The agent should not directly query every raw table. It should use curated data products and governed metrics. If it recommends action, such as creating a CRM task or notifying an account manager, that action should pass through a policy or approval gate.

SQL customer + invoice data
Support cases
Usage events
        |
        v
Curated customer data product in Fabric
        |
        +--> Power BI risk dashboard
        +--> Data agent answer with evidence
        +--> Operations workflow recommendation

This is where SQL and Fabric become operationally interesting. The platform is not only reporting what happened. It is helping the business respond with context.

Migration approach for existing SQL estates

Do not start by moving every database. Start with a portfolio assessment.

Group SQL workloads into four categories. First, systems of record that should remain operational databases. Second, reporting-heavy databases that need better analytical scale. Third, legacy marts that can be rationalised into Fabric data products. Fourth, experimental copies that should be retired.

For each candidate domain, document source owner, data classification, refresh requirement, consumer list, integration pattern, and target security controls. Then build one end-to-end slice: operational source to OneLake, semantic model, report, and agent-safe consumption surface.
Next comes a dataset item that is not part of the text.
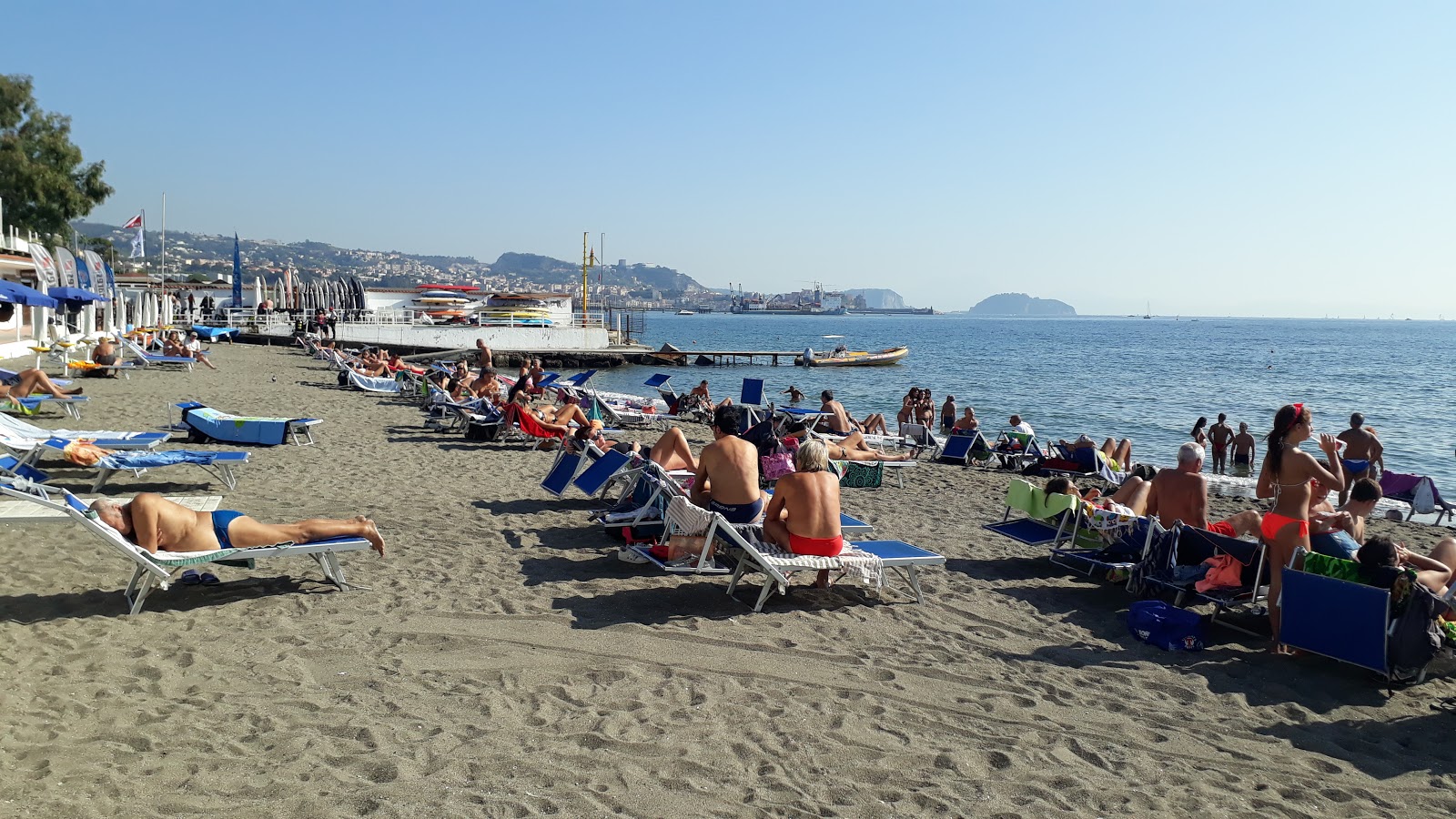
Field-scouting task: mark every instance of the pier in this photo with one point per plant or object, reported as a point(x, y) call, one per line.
point(717, 358)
A simple implementation checklist:

1. Select one high-value business domain.
2. Identify source SQL tables and data owner.
3. Classify sensitive columns before ingestion.
4. Choose mirroring, pipeline, or shortcut pattern.
5. Define curated tables and semantic metrics.
6. Apply row/column security and sensitivity labels.
7. Validate with one report and one agent-safe query path.
8. Monitor freshness, failures, usage, and cost.

This phased approach avoids a common mistake: launching Fabric as a new central platform while leaving business definitions and security controls behind.

Pitfalls to avoid

The first pitfall is treating Fabric as just another destination for SQL exports. If the governance model does not improve, the organisation only gets a newer silo.
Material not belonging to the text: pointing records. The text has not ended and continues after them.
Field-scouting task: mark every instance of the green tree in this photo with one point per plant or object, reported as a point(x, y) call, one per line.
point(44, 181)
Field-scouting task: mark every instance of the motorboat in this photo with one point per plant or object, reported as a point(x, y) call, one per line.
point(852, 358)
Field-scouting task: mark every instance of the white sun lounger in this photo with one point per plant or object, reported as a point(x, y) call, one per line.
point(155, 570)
The second pitfall is ignoring operational latency. Some use cases are fine with daily refresh. Others require event-driven updates. Match the ingestion pattern to the decision being supported.

The third pitfall is giving agents raw database access. Agent access should be mediated through curated data products, semantic models, and purpose-built tools. Raw access increases the chance of data leakage and incorrect interpretation.
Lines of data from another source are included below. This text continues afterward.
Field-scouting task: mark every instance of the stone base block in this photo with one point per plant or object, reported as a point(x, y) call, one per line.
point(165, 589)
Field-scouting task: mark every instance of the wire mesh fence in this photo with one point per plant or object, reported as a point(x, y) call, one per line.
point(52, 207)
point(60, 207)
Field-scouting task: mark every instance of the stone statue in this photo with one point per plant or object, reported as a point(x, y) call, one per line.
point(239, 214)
The fourth pitfall is underestimating cost ownership. Mirroring, storage, compute, real-time processing, and agent queries all have cost profiles. FinOps should be part of the design from the beginning.

Key takeaways

  • SQL and Fabric should be planned as one enterprise data platform, not separate modernisation tracks.
  • Keep operational SQL systems where they belong, but expose selected data into governed Fabric data products.
  • Security, semantic consistency, and ownership matter more than the ingestion technology.
  • AI agents should consume curated and governed context, not uncontrolled database copies.
  • Start with one business domain and prove the operating model before scaling.